O Supremo virou um agente direto do presidencialismo de coalizão?
Desde 2013, o presidencialismo de coalizão se fragilizou, e isso dificultou a capacidade de governança do presidente da República. Minha tese da “Supremocracia” passa a ser confirmada, com o Supremo muito demandado, de maneira cada vez mais contundente e sobretudo pelos partidos políticos, para resolver questões que não foram resolvidas dentro do Congresso. A incapacidade de consensos no Congresso leva o perdedor a recorrer ao Supremo. Isso foi aumentando na medida em que presidentes se tornaram menos populares e fortes. No período Bolsonaro, o número de ações propostas contra o governo ou o Congresso cresceu basicamente 60%. Sem dúvida nenhuma, a crise da dominância do Executivo sobre o presidencialismo de coalizão, a partir do final do governo Dilma e ampliado nos governos Temer e Bolsonaro, leva a isso. E Lula, agora, lida com uma realidade diferente da que viu nos primeiros mandatos.
É possível vislumbrar um STF menos protagonista da vida política ou se trata de um processo irreversível?
Ao Supremo foram conferidas competências que necessariamente levam ao protagonismo. Primeiramente, uma Constituição imensa, detalhista, que faz todo conflito ser de natureza constitucional. Depois, ele tem competência de Corte constitucional, de tribunal de recursos e de tribunal de primeira instância para casos criminais. É muito difícil escapar de assumir a responsabilidade por decisões de enorme impacto.
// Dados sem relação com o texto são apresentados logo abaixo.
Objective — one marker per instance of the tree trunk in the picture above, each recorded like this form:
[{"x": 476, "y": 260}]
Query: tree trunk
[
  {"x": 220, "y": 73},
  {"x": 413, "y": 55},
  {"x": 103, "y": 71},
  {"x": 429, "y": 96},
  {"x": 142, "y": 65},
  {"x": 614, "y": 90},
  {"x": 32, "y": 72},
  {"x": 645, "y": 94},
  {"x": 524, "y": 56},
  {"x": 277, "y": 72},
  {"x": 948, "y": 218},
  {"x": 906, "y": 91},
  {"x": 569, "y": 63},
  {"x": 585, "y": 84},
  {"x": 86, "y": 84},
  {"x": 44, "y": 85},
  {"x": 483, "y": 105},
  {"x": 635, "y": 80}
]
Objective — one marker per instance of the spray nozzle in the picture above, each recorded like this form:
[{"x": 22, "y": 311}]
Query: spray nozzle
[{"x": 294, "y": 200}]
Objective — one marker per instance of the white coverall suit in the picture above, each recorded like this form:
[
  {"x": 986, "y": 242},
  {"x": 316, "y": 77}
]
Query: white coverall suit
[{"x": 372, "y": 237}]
O Supremo não é um usurpador, ele recebeu a delegação do corpo político para uma função extremamente difícil. O que o STF pode e deveria fazer é cuidar para que, quando é cobrado a tomar decisões, essas decisões sejam tomadas de forma colegiada, o que reduz muito o impacto sobre a acusação de arbítrio, de viés ideológico etc. Quando for capaz de realmente agir de forma colegiada, isso reduzirá a percepção de politização.
Que mudanças poderiam ser frutíferas para melhorar o tribunal e a imagem dele?
Outra coisa é que o STF seja capaz de organizar a conduta dos ministros para que não opinem sobre questões públicas, que não deem entrevistas relativas a casos que estão julgando, não exponham a Corte. O Supremo teria como cuidar melhor de sua autoridade, isso reduziria a percepção por parte da população de que há uma Corte altamente politizada. Um terceiro ponto, mais técnico, é a percepção de que o Supremo tem uma jurisprudência muito flutuante, o que é verdadeiro. Seria muito importante o STF começar a tomar decisões que sejam capazes de guiar as demais instâncias do Judiciário e criar segurança jurídica. Portanto, são três coisas: aumentar a colegialidade, qualificar seus precedentes e estabelecer um código de conduta. São aspectos que não precisam de reforma constitucional, o Supremo pode fazer por decisão interna. Isso já melhoraria muito o ambiente político e a forma como a sociedade e os demais Poderes veem o Supremo.